Abnormal levels of laboratory parameters common in infectious conditions were especially associated with mortality when combining the results of the studies included in this review. Haemoglobin, D-dimer, albumin and all inflammatory factors were impaired in all patients, while lymphocyte and neutrophil counts, AST and urea nitrogen were impaired only for non-survivors. The highest risk was observed for the inflammatory factors, albumin and kidney function indicators, although significant effect sizes were observed for all parameters included in this meta-analysis, except for APTT, results consistent with previous meta-analyses [108110]. The fact that APTT is not a good marker of COVID-related poor coagulation suggests that D-dimer and prothrombin time may be more sensitive indicators for regulating the anticoagulant doses in these patients [111].

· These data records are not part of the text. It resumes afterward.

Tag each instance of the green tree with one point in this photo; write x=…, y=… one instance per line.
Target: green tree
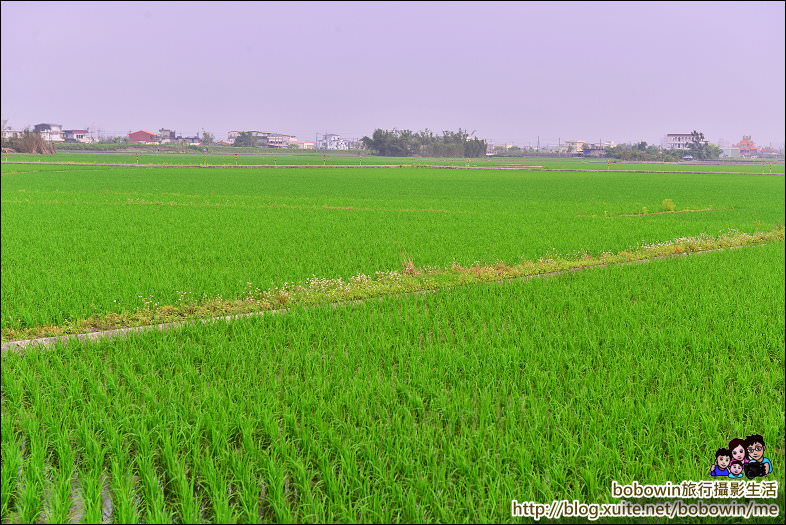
x=245, y=140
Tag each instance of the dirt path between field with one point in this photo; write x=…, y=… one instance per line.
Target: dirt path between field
x=51, y=341
x=275, y=166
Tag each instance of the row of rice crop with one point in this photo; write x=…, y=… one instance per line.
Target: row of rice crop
x=320, y=158
x=79, y=241
x=437, y=408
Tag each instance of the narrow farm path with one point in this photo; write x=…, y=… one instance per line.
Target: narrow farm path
x=276, y=166
x=51, y=341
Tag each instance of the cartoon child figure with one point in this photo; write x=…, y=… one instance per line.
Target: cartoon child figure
x=735, y=469
x=738, y=450
x=722, y=460
x=755, y=446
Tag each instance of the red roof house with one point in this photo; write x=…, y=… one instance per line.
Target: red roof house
x=142, y=137
x=747, y=146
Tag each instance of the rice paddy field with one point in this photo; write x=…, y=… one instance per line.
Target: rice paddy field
x=334, y=158
x=418, y=407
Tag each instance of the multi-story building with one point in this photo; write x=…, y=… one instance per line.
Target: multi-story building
x=50, y=132
x=77, y=135
x=747, y=147
x=166, y=136
x=12, y=133
x=261, y=136
x=143, y=137
x=680, y=141
x=280, y=140
x=730, y=152
x=303, y=144
x=333, y=141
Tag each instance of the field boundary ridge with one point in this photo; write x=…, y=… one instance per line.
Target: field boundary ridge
x=360, y=166
x=337, y=292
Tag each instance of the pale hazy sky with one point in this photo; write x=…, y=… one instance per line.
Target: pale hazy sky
x=510, y=71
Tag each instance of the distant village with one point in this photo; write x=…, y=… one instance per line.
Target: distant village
x=745, y=148
x=264, y=139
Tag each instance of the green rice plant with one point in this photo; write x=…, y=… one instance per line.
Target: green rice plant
x=12, y=463
x=438, y=407
x=84, y=241
x=31, y=495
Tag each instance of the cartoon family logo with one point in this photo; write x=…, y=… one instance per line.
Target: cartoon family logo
x=743, y=455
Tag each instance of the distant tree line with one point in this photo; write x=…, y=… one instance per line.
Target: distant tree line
x=406, y=143
x=698, y=148
x=29, y=142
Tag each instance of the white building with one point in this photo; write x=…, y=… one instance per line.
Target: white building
x=680, y=141
x=12, y=133
x=731, y=152
x=261, y=136
x=50, y=132
x=77, y=135
x=333, y=141
x=280, y=140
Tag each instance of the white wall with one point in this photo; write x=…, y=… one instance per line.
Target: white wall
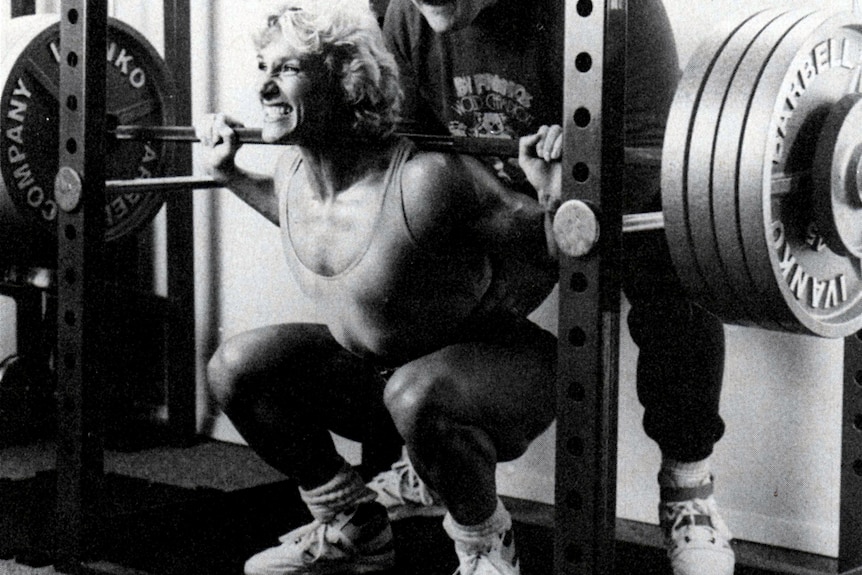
x=778, y=465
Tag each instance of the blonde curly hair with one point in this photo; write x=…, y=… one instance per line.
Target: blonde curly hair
x=346, y=37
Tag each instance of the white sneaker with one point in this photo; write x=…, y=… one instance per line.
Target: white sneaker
x=497, y=557
x=404, y=494
x=355, y=542
x=696, y=538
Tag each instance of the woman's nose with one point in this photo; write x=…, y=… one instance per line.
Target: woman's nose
x=268, y=89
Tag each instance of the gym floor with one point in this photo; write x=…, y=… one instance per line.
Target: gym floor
x=204, y=509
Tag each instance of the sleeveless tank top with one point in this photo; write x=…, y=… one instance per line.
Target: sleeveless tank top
x=396, y=300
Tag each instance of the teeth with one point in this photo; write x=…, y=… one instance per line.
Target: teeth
x=275, y=113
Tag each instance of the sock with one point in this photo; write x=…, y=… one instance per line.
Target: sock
x=480, y=535
x=343, y=493
x=676, y=474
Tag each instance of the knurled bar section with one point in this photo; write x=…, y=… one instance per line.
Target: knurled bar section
x=850, y=521
x=585, y=510
x=80, y=235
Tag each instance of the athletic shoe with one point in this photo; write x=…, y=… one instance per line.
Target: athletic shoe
x=696, y=538
x=404, y=494
x=359, y=541
x=497, y=557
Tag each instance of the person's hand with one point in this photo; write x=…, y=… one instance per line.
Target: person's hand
x=215, y=132
x=539, y=157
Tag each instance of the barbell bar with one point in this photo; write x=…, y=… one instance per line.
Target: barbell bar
x=501, y=147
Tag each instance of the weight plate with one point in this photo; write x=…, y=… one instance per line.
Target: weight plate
x=680, y=136
x=835, y=177
x=139, y=91
x=813, y=67
x=707, y=162
x=724, y=198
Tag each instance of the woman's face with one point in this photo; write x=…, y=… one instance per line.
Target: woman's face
x=290, y=91
x=448, y=15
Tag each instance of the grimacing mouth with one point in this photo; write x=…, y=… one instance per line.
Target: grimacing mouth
x=275, y=112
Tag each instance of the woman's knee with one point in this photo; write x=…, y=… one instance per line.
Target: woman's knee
x=225, y=371
x=416, y=401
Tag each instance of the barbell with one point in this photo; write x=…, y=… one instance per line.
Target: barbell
x=760, y=168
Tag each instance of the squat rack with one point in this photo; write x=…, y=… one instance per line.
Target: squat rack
x=589, y=318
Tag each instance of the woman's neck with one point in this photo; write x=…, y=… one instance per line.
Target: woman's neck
x=336, y=166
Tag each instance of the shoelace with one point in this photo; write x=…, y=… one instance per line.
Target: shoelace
x=475, y=559
x=407, y=485
x=318, y=533
x=695, y=513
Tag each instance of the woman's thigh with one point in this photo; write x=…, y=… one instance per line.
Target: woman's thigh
x=300, y=367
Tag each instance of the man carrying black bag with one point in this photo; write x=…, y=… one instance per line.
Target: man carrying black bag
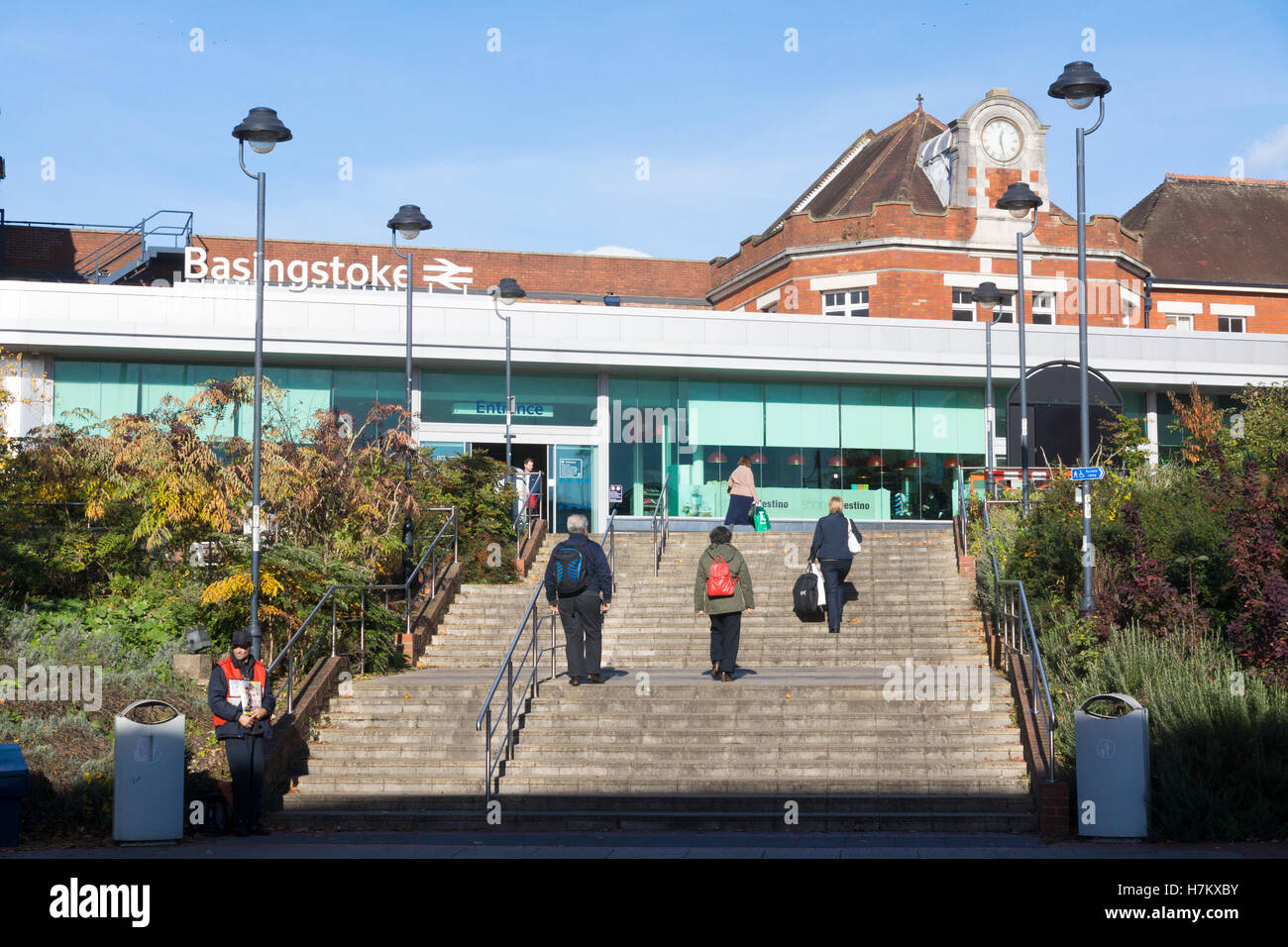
x=580, y=586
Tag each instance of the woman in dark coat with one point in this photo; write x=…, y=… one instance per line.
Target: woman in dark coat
x=742, y=493
x=724, y=611
x=831, y=548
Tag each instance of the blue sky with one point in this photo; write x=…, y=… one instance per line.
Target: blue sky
x=536, y=147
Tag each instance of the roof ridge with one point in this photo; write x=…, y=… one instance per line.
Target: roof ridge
x=1218, y=179
x=880, y=158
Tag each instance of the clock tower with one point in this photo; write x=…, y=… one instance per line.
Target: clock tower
x=997, y=142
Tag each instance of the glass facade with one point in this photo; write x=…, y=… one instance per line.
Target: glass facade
x=892, y=450
x=108, y=389
x=889, y=450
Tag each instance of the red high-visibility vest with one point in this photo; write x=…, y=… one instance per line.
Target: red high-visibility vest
x=233, y=673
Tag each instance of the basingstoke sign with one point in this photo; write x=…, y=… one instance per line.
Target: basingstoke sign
x=334, y=272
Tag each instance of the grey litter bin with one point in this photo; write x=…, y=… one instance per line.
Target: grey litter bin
x=147, y=802
x=1113, y=770
x=13, y=789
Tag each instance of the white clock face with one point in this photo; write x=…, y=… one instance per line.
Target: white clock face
x=1001, y=140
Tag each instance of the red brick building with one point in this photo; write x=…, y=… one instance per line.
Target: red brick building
x=901, y=226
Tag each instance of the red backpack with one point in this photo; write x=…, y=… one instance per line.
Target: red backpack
x=720, y=582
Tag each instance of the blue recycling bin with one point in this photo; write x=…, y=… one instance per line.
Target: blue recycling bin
x=13, y=789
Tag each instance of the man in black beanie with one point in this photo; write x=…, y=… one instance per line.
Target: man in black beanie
x=243, y=702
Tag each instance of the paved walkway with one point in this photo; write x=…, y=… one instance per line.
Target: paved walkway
x=652, y=845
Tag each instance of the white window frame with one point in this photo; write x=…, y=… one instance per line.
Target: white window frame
x=846, y=303
x=1046, y=309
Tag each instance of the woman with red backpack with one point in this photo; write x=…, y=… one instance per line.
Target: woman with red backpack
x=722, y=592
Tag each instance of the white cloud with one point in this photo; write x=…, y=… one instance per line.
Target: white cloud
x=614, y=252
x=1270, y=153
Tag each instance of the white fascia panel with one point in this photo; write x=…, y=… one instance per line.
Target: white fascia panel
x=850, y=281
x=1176, y=305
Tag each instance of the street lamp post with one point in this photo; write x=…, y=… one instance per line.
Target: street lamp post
x=990, y=296
x=262, y=131
x=408, y=222
x=506, y=291
x=1019, y=200
x=1078, y=85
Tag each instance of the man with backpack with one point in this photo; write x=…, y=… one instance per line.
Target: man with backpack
x=722, y=592
x=580, y=587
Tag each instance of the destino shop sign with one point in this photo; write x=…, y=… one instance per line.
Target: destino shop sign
x=334, y=272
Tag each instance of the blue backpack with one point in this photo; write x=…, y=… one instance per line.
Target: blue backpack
x=572, y=571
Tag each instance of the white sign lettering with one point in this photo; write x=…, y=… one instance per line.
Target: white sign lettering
x=335, y=272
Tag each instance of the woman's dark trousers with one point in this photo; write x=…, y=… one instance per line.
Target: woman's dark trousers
x=833, y=574
x=725, y=631
x=739, y=510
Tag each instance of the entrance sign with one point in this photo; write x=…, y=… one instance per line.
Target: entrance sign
x=497, y=407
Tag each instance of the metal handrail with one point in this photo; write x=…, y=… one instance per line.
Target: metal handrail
x=1012, y=615
x=661, y=525
x=93, y=263
x=433, y=556
x=532, y=620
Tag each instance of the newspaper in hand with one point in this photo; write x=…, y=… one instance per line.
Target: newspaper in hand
x=249, y=694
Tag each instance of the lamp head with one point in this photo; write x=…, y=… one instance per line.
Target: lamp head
x=408, y=222
x=507, y=291
x=262, y=129
x=1080, y=85
x=1019, y=200
x=988, y=295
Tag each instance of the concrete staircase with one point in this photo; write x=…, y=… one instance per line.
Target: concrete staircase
x=805, y=733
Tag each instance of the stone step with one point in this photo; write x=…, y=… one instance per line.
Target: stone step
x=639, y=812
x=708, y=754
x=526, y=780
x=729, y=774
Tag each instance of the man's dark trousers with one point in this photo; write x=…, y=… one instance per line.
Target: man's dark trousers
x=246, y=764
x=584, y=628
x=725, y=631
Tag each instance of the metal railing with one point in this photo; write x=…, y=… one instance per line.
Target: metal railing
x=434, y=556
x=1014, y=622
x=102, y=263
x=529, y=661
x=529, y=505
x=661, y=525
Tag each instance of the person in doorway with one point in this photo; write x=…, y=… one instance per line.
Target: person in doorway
x=531, y=482
x=580, y=587
x=722, y=592
x=831, y=549
x=241, y=699
x=742, y=493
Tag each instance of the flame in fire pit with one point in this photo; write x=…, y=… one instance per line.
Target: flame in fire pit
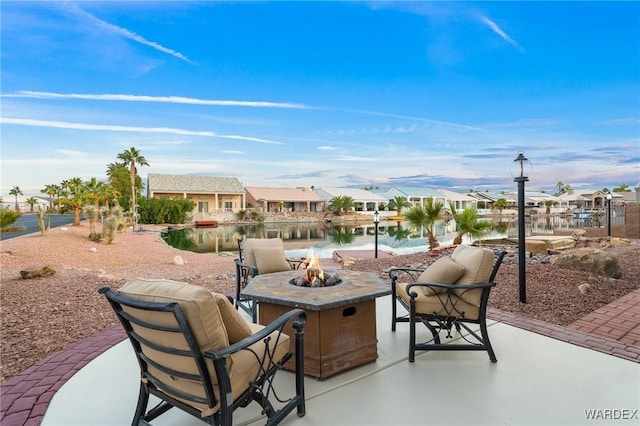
x=313, y=275
x=313, y=267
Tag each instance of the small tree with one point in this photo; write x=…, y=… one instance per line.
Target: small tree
x=15, y=191
x=426, y=216
x=398, y=203
x=7, y=218
x=467, y=223
x=32, y=201
x=340, y=203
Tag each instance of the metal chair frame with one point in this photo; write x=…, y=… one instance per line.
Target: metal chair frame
x=453, y=317
x=244, y=273
x=259, y=389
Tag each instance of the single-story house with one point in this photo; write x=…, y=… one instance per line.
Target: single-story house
x=363, y=200
x=212, y=194
x=265, y=199
x=414, y=194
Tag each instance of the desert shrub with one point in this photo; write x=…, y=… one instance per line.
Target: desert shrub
x=8, y=217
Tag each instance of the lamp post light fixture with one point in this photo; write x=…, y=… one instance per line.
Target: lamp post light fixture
x=376, y=221
x=609, y=197
x=520, y=178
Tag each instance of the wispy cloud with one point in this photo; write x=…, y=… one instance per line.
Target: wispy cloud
x=101, y=127
x=496, y=29
x=116, y=128
x=158, y=99
x=78, y=11
x=250, y=139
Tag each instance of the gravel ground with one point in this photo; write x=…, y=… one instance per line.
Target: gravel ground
x=42, y=316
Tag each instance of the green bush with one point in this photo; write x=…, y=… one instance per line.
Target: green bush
x=8, y=217
x=164, y=210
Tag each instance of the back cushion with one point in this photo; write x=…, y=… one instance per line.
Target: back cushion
x=442, y=271
x=477, y=263
x=270, y=260
x=197, y=303
x=250, y=244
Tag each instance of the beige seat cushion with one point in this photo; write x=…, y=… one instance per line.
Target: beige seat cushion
x=207, y=321
x=269, y=260
x=236, y=326
x=443, y=271
x=478, y=263
x=197, y=304
x=250, y=244
x=444, y=304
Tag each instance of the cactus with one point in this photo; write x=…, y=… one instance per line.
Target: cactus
x=43, y=228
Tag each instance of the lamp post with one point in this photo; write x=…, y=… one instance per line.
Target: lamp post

In subgroup analyses, the most important mortality predictors in studies with older patients were liver function-related indicators (albumin, total bilirubin, AST and ALT), urea nitrogen and inflammatory factors including C-reactive protein, LDH and ferritin. Likewise, other authors observed that, compared to younger patients, older COVID-19 patients had higher levels of AST, ALT, C-reactive protein and LDH [90], which illustrates the potential for more serious organ damage caused by SARS-CoV-2 infection in the elderly. According to our results, high values in these specific biochemical markers could be used for early identification of elderly patients with worse prognosis. On the other hand, factors noted in younger patients included decreased platelet count, decreased haemoglobin, increased creatinine, increased interleukin-6 and increased cardiac troponin I. Although reduced haemoglobin was related to worse prognosis in the main analysis, confirming previous results [110], this association was detected only in low-risk populations in the subgroup analysis (younger and healthier patients). The significant effect (p-ES = -0.6) found for these associations indicates that even small reductions in haemoglobin may identify those with the lowest chance of survival among these patients. Future studies are needed to examine whether differences in the magnitude of effect sizes point to age-specific indicators for worse prognosis of SARS-CoV-2 infection and whether these variations are due to other variables not available in the included studies to explain the high and persistent heterogeneity between them, such as social and cultural factors related to gender rather than biological sex factors [13].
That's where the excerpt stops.